Dr. Fauci reflects on the pandemic's 1-year mark and how to get back to 'normality'

Pulling back must be gradual to avid triggering another surge, he said.

March 11, 2021, 9:08 AM

One year into the COVID-19 pandemic, Dr. Anthony Fauci told "Good Morning America" Thursday that the "answer to get us back to normality" is a blend of vaccinations and a "gradual" easing of restrictions.

That includes "a combination of a very, very aggressive implementation of the vaccine program -- which you are actually seeing in real time -- together with a continuation of public health measures and a gradual pulling back, as opposed to just turning a light switch on and off," he said.

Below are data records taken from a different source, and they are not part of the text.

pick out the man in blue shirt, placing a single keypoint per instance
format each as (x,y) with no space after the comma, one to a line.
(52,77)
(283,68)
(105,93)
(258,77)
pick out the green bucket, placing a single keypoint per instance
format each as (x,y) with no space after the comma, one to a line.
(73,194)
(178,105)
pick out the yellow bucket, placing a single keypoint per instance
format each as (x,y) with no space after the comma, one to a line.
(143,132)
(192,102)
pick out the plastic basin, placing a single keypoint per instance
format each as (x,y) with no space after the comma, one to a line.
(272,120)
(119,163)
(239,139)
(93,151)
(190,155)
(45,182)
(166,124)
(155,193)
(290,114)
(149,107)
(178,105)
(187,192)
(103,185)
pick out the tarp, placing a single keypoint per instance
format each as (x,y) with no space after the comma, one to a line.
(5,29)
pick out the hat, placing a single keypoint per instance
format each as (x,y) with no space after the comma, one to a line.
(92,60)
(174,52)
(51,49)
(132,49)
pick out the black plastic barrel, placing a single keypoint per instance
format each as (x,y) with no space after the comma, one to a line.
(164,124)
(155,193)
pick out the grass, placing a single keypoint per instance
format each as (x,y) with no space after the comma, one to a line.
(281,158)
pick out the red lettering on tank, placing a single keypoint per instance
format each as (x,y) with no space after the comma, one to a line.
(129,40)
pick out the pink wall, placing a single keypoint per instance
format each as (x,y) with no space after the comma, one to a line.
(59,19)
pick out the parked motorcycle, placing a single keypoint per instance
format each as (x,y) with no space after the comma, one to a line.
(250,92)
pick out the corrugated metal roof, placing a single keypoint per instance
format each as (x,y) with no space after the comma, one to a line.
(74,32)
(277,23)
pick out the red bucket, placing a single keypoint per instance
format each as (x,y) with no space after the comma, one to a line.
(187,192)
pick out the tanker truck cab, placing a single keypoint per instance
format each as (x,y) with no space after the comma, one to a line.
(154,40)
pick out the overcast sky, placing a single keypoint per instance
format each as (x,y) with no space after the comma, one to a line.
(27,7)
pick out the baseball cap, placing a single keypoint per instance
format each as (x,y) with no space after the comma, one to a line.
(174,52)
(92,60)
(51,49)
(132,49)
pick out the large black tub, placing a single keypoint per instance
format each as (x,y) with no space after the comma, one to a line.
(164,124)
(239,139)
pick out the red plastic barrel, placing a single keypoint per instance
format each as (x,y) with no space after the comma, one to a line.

PHOTO: Dr. Anthony Fauci, director of the National Institute of Allergy and Infectious Diseases and chief medical adviser to the president, appears on "Good Morning America," March 11, 2021.
Dr. Anthony Fauci, director of the National Institute of Allergy and Infectious Diseases and chief medical adviser to the president, appears on "Good Morning America," March 11, 2021.
ABC News

It's "much better to do that gradually and prudently," he stressed.

"That has happened in the past -- at least a couple of times over the past year," Fauci said.

Fauci said the most important message for President Joe Biden to deliver in his prime-time address Thursday is that the nation has "come a very long way over this past year" and "there is light at the end of the tunnel."

PHOTO: People receive the COVID-19 vaccine at a vaccination site in Las Vegas, Feb. 17, 2021.
People receive the COVID-19 vaccine at a vaccination site in Las Vegas, Feb. 17, 2021.
John Locher/AP
PHOTO: Liana Fonseca looks away as she receives the Pfizer COVID-19 vaccine, March 9, 2021, in Miami.
Liana Fonseca looks away as she receives the Pfizer COVID-19 vaccine, March 9, 2021, in Miami. Thousands packed the mass vaccination site at Miami Dade College, many waiting three hours or more to get the vaccine. By mid morning the site had ran out of the one dose Johnson & Johnson vaccine an only the Pfizer vaccine was available.
Marta Lavandier/AP

Among the "lights" in the tunnel to look for? Fauci said the Centers for Disease Control and Prevention will be rolling out recommendations "imminently" for activities for vaccinated individuals.

Thursday marks one year since the World Health Organization declared COVID-19 a pandemic.

Looking back, Fauci said, "It was exactly one year ago this morning that I said, 'Things are gonna get much worse before they get better.' But I did not realize in my mind even anything close to more than half a million people having died in this country."

PHOTO: A solitary woman checks her cellphone on a normally busy North Avenue inside what's called a "containment area" in New Rochelle, N.Y., Wednesday, March 11, 2020. State officials on Tuesday called for closing schools and houses of worship.
A solitary woman checks her cellphone on a normally busy North Avenue inside what's called a "containment area" in New Rochelle, N.Y., Wednesday, March 11, 2020. State officials on Tuesday called for closing schools, houses of worship and any other spaces were large numbers of people gather within a 1-mile radius (1.6 kilometers) of a point near a synagogue where an infected person had attended events. (AP Photo/Chris Erhmann)
Chris Ehrmann/AP
PHOTO: The Bob Devaney Sports Center is being prepared for the Nebraska boys basketball tournament, in Lincoln, Neb., March 11, 2020, which they were planning to play as scheduled but with only players' immediate families allowed into the venues as fans.
The Bob Devaney Sports Center is being prepared for the Nebraska boys basketball tournament, in Lincoln, Neb., March 11, 2020, which they were planning to play as scheduled but with only players' immediate families allowed into the venues as fans.
Nati Harnik/AP, FILE

At least 529,267 Americans have died from COVID-19, according to data from Johns Hopkins University.

CDC Director Rochelle Walensky said in a statement Thursday, "After a year of this fight, we are tired, we are lonely, we are impatient. There have been too many missed family gatherings, too many lost milestones and opportunities, too many sacrifices. And still, through it all, there is determination; there are stories of giving and hope, of stamina and perseverance. We are better together, and together, we will endure.

"The vaccination of millions every day gives me hope," Walensky said. "Hope that we can beat this pandemic. And hope that we can get back to being with our family, friends, and community. And soon."